“This isn’t just about housing. The house is merely an arena where different industries can come together.” That’s Kenya Hara, the luminary Japanese designer, talking – 2 years ago – about his ambitious House Vision project. Now he’s picking up where he left off with House Vision 2, a similar initiative to rethink housing by pairing various companies with some of Japan’s top architects and designers. The result is a sprawling installation of homes, now on display for the public, that are all built to real life scale.
Now through August 28, 2016, you can visit all 12 structures nestled together in the temporary House Vision 2 exhibition. It’s located just steps from Aomi Station on the Yurikamome Line in Tokyo (general admission is 1,500 yen). The theme this year is “Co-dividual,” which addresses the question of how we can bring together and re-connect individuals, urban and rural areas, and fragmented technologies.” Here are some of the highlights of the exhibition:
Yoshino-sugi Cedar House (Airbnb x Go Hasegawa)

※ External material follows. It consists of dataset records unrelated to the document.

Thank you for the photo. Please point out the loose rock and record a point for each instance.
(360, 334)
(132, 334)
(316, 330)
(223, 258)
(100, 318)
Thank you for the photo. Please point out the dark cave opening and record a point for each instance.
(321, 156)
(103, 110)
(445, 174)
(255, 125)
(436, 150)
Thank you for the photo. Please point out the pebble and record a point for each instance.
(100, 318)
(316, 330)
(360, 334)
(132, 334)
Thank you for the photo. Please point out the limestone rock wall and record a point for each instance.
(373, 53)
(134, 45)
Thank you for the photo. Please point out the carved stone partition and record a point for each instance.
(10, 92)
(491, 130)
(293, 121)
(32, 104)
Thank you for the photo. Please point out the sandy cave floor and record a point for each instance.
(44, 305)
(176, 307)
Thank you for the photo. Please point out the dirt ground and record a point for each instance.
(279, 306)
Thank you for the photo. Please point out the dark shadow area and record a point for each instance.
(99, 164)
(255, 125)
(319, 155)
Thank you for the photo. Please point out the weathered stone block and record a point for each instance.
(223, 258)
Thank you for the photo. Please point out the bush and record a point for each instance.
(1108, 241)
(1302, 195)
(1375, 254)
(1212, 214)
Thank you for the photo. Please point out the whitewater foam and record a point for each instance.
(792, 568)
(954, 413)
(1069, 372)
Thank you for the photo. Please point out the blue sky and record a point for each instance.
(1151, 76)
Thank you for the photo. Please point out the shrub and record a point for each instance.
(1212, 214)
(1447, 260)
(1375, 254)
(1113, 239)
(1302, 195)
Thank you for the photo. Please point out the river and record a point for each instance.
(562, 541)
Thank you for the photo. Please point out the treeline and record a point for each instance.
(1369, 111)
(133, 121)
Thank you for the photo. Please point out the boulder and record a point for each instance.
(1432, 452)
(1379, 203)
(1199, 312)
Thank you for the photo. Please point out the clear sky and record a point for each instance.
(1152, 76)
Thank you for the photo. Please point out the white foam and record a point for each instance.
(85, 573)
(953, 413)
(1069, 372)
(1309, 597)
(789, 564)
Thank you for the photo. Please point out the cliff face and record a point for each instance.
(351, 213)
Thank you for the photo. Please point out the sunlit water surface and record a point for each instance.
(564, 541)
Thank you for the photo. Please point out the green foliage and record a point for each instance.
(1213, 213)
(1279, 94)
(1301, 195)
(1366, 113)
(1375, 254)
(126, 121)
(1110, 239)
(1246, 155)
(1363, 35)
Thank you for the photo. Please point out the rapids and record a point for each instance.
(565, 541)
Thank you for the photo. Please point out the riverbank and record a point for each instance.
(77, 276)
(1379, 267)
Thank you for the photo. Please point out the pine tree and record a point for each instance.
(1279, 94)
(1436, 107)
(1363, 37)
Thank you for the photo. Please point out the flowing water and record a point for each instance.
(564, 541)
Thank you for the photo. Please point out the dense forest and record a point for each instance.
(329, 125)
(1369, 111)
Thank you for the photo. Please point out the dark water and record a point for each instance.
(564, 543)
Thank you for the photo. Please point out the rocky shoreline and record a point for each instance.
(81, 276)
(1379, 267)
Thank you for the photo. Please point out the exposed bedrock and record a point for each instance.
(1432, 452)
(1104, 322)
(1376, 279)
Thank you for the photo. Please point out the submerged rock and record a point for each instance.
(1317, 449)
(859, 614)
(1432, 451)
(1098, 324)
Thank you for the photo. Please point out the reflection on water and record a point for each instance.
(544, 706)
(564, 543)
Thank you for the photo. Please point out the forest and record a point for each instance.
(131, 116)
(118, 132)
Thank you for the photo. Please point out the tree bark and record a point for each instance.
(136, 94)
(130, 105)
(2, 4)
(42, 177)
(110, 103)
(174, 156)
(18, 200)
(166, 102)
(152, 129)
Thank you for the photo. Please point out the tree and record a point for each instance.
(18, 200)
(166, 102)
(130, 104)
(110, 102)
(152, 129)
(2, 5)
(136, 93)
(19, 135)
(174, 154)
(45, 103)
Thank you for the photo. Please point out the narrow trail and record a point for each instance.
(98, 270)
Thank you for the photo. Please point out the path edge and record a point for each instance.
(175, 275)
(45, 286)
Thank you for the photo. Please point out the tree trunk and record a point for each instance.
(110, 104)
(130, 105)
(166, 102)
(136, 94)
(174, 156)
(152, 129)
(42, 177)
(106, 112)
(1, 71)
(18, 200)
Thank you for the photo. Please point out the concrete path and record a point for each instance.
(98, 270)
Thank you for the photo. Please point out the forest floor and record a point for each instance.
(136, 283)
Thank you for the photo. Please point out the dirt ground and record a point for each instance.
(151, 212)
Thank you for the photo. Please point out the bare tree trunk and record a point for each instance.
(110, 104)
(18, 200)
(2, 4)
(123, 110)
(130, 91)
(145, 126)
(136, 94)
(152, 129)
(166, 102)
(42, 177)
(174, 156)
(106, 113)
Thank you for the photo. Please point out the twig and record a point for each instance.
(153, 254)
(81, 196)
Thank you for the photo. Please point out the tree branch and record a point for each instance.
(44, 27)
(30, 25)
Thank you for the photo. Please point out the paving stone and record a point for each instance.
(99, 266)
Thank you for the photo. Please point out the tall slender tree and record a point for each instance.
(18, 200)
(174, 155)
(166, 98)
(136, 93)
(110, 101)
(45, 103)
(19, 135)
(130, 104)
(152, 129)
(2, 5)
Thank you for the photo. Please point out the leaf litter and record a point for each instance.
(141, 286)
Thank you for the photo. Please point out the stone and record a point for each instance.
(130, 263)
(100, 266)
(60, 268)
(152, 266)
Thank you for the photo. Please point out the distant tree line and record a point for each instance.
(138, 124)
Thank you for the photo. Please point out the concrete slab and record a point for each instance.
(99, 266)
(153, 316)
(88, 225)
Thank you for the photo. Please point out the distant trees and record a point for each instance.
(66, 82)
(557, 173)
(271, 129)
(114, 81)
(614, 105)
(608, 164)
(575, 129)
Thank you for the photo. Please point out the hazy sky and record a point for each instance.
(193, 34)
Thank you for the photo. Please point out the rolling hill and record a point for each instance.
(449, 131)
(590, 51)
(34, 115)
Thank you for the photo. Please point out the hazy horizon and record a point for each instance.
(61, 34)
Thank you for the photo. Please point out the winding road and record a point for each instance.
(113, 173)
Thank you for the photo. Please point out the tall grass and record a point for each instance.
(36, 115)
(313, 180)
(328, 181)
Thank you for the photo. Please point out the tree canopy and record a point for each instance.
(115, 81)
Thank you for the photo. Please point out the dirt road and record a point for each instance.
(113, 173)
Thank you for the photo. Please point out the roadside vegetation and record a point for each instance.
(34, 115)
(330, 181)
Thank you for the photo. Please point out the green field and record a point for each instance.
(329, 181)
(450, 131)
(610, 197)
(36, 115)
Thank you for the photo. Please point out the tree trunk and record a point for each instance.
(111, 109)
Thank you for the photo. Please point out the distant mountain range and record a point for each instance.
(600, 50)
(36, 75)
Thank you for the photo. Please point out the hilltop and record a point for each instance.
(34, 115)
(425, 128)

Perhaps one of the most significant projects is the collaboration between Airbnb and architect Go Hasegawa. Not only does it represent the first foreign company to participate, but it’s also the inaugural project of Airbnb’s new design studio Samara (more on that here). Yoshino-sugi Cedar House is a communal housing project designed to revitalize the small Yoshino town in Nara Prefecture. After the exhibition the structure will actually be trucked away and relocated in the actual town.
Rental Space Tower (Daito Trust Construction x Sou Fujimoto)
Japan is currently seeing a surge in popularity of shared housing where public spaces are not just limited to passageways. Architect Sou Fujimoto, together with one of Japan’s largest real estate companies, redefine rental housing by proposing private and shared areas that “are clearly divided, and then recombined anew to provide a glimpse of a comfortable and relaxing rental housing.”
Tanada Terrace Office (MUJI x Atelier Bow-Wow)
“It is not that rice was cultivated within the Japanese culture, rather it is Japan’s culture that was born from the rice paddies,” says MUJI, Japan’s pre-eminent minimal retailer. The company interacts with small rice-farming villages to try and get millennials who have moved into the city, back out to the farms to help Japan’s aging rice farmers. As an extension to those efforts they designed an office, together with Atelier Bow-Wow, that can be built on or near tanada (terraced rice fields). The idea being to provide workstations where where people can jump on their laptops while taking a break from rice farming.
“Iced Coffee Shop—Sen” (AGF x Go Hasegawa)
Providing some cool relief to exhibition-goers in the summer sun is beverage maker AGF. Architect Go Hasegawa has built them a beautiful wood and linen tent where you can relax in the shade with some ice coffee and mizuyokan (sweet bean treats).